Em reunião nesta segunda-feira (13), o Conselho das Federações Empresariais de Santa Catarina (Cofem) debateu a modernização do Tribunal Administrativo Tributário (TAT), o fim do voto de desempate nos litígios da área, além da necessidade de investimentos em infraestrutura e em energia e a reestruturação do Instituto do Meio Ambiente (IMA).

O encontro, realizado na Federação das Indústrias (Fiesc), em Florianópolis, contou com a participação do deputado estadual Milton Hobus.

Hobus apresentou projetos de sua autoria que tratam de assuntos tributários. Entre eles, o projeto de lei complementar que prevê a extinção do voto de desempate em litígios tributários que tramitam no TAT, medida que equipara a legislação estadual à federal, o que tem apoio do setor empresarial.

A matéria foi aprovada pela Comissão de Constituição e Justiça da Alesc, e no momento está na Comissão de Finanças. Ele também defendeu a modernização do tribunal, instância administrativa que julga litígios fiscais relativos à legislação tributária estadual.

Outros assuntos abordados foram a suspensão das metas previstas nos Tratamentos Tributários Diferenciados (TTDs) durante a crise econômica, a inclusão do Simples Nacional no Programa Catarinense de Recuperação Fiscal (Prefis) e a ampliação do período de aquisição do Programa. Além disso, o deputado vai defender junto ao governo catarinense a diminuição ou a isenção de ICMS das tarifas extraordinárias, como é o caso da bandeira vermelha, cobrada na conta de energia elétrica por conta da crise hídrica.
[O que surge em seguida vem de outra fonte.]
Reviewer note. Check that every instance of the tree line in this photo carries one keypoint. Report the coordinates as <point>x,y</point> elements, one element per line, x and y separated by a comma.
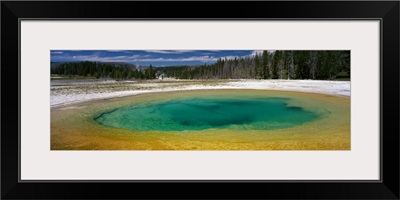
<point>118,71</point>
<point>322,65</point>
“Essas tarifas encarecem mais a vida das pessoas e das empresas. Não tem porque o governo aumentar a sua arrecadação de ICMS. As pessoas estão perdendo poder de compra e tem que haver sensibilidade nesse período”, disse, lembrando que a arrecadação estadual tem batido recorde.
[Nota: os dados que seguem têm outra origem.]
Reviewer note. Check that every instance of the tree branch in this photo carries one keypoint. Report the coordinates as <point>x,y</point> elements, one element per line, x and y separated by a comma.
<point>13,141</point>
O presidente da Fiesc, Mario Cezar de Aguiar, destacou que a Fiesc enviou ofício ao governo solicitando a não incidência de ICMS sobre a bandeira vermelha. “Isso penaliza a sociedade e os setores que são altamente dependentes da energia elétrica. Não tem porque o estado onerar ainda mais a tarifa”, disse. No caso do Prefis, ele ressaltou que há muitas empresas impactadas pela pandemia, como os setores de transporte, turismo e eventos, que sofreram muito e até hoje não se recuperaram.
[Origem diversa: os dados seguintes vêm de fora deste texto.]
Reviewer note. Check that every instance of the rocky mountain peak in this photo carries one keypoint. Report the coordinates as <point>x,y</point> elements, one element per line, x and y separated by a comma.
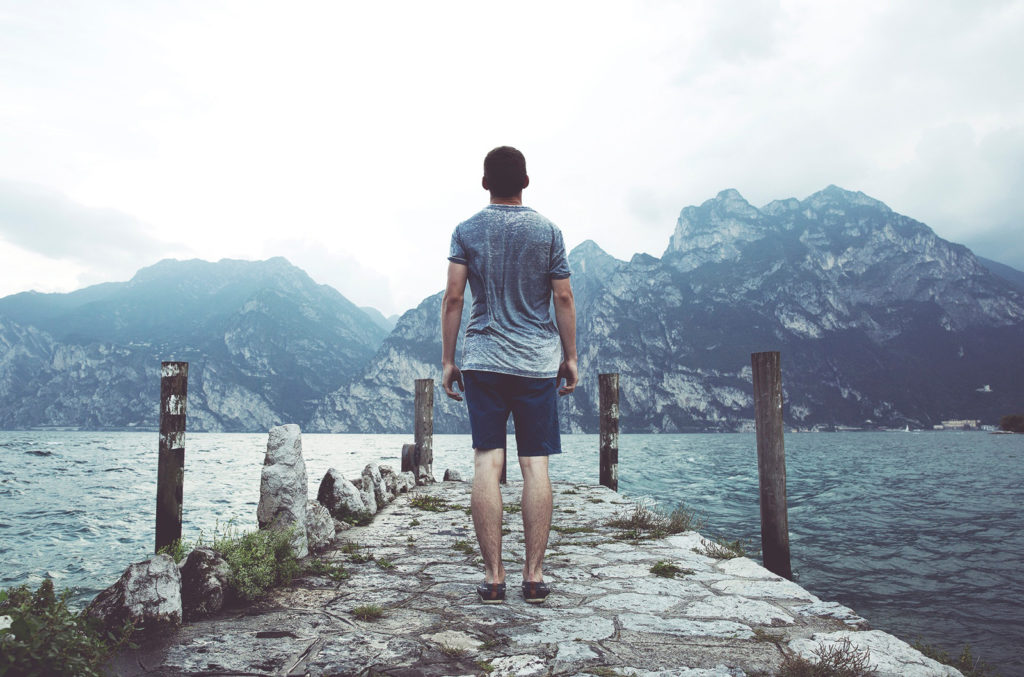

Ainda durante a reunião, foi destacada a campanha SC Não Pode Parar, que chama a atenção da sociedade e das autoridades para a necessidade de mais investimentos na infraestrutura de transportes de Santa Catarina. “A nossa visão de médio e longo prazo para Santa Catarina é preocupante. O estado tem que ter uma visão macro em relação à infraestrutura de transportes”, disse Aguiar, da Fiesc.

O Cofem é composto pelas Federações das Indústrias (Fiesc), do Comércio (Fecomércio), da Agricultura (Faesc), dos Transportes (Fetrancesc), das Associações Empresariais (Faciesc), das Câmaras de Dirigentes Lojistas (FCDL), das Micro e Pequenas Empresas (Fampesc) e o Sebrae-SC.